Now George R.R. Martin is one of the most prolific Science Fiction authors of the last thirty years. His name has about 50 titles attached to it (the least of which not being A Game of Thrones, which is being released as a TV series on HBO this upcoming spring) along with a respectable of awards including the Hugo and Nebula awards (like Oscars for Sci-Fi/Fantasy writing).

So when I saw his name scrawled across the top of a perfectly preserved 1st edition I leapt on it with the pre-described fervor.

Fevre Dream: vampires and the Mississippi steam boat trade.

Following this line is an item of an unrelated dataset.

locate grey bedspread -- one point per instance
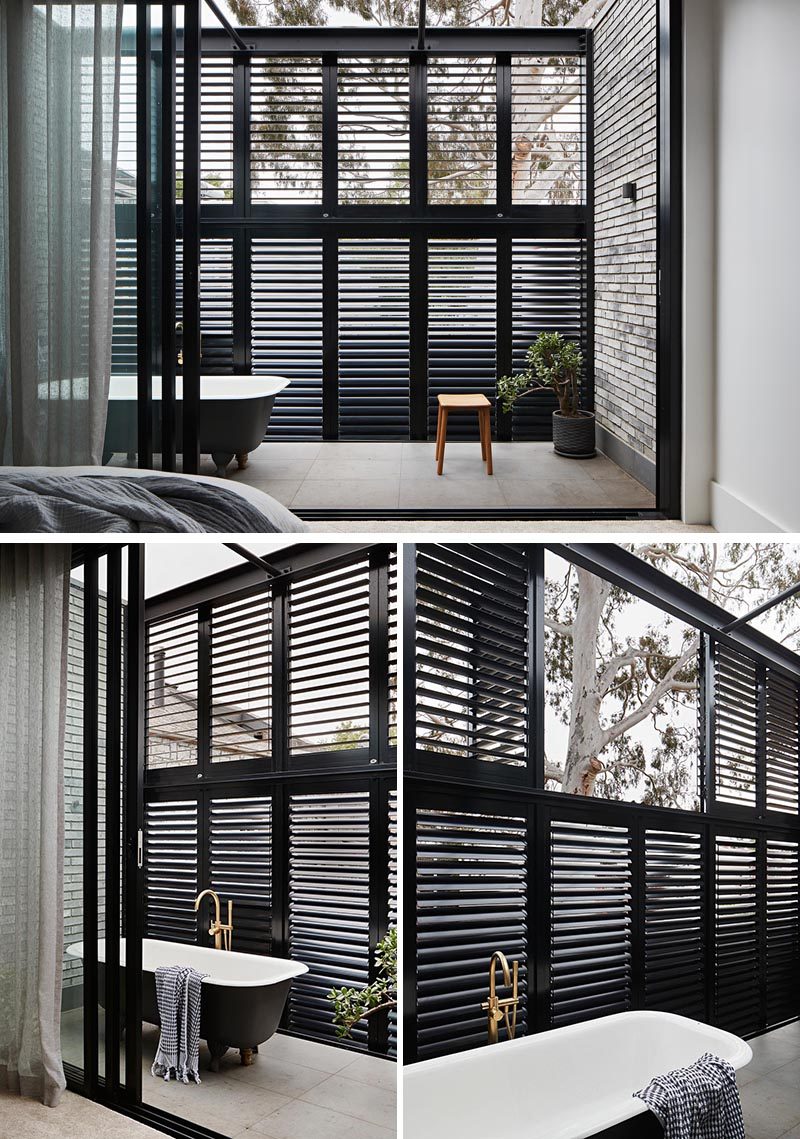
(95, 505)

This novel recreates a world that I never really thought to explore beyond my forced reading of The Adventures of Huck Finn in high school (never was the Mark Twain fan that the public school system wanted me to be). The novel takes place on a steam boat during the antebellum period in the United States (1850-ish).  The main character, a gruff, ugly and overweight gentleman named Abner Marsh is hired by the pale, mysterious stranger named Joshua York to supervise and co-captain the construction and operation of a steam boat on the Mississippi. Later we find out that Joshua York, who only comes out at night and who can see far out along the river at night, is up to something quite sinister all the while trying to save the world.

A art selection from the 2010 comic book based on Fevre Dream


Now, I will stop you here to admit something. I didn't do any research on this book before I read it. In doing so I felt a little like I was plunging into a dark room. I kind of liked it. So, you'll be shocked to know, I had no idea this book was about vampires. Which is rather dumb actually, considering the cover has a vampire on it (this attests to the powers of my observation).

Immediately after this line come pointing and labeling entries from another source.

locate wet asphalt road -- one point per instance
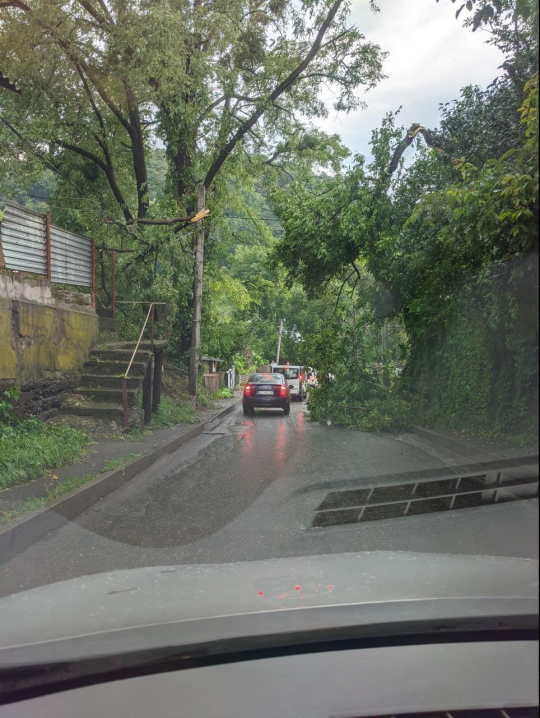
(247, 489)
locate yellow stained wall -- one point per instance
(39, 341)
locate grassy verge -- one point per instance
(54, 491)
(171, 413)
(31, 447)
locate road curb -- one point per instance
(20, 535)
(435, 438)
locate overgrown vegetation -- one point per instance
(374, 265)
(447, 248)
(170, 414)
(30, 447)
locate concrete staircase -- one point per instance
(100, 392)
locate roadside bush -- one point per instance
(30, 447)
(170, 414)
(359, 399)
(223, 393)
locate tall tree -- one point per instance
(210, 80)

I will say two things about this book:

This is not a real vampire movie. This is bad.

1) I adored it. George R.R. Martin has always been a favorite of mine and reading this book just further cemented him in my list of best authors. It was rich with detail yet simple and easy to read. So often books that create or recreate a world delve deeply into what things look like, what smells, what sounds--they explain so much that they don't rally further the story (cough Twilight cough). Not so with this book. You're thrown into it, just like I was without figuring out what the book was about before I read it. You pick up and understand things as you go along. I don't insult your intelligence by being too simple but isn't so completely inane you feel like using the thing to prop up the short leg on your coffee table.

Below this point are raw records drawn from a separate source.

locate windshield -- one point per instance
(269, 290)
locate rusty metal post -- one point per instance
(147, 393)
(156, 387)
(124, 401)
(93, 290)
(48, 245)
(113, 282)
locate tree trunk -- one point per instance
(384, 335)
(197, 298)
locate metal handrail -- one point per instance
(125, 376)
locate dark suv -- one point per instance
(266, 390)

2) Not only was it a good book....it was good vampire book. Clever associations and explanations of vampire culture and existence (like Modern Vampire where vampirism is an STD and Crips members make good vampire hunters). The descriptions are campy and are to be perfectly honest: scary. Not only that, the book wasn't predictably vampiric in ending. Good vampires + bad vampires and all that. The book holds surprised that leave you guessing, making the book all that more enjoyable.

Read this book, its thoroughly fantastic.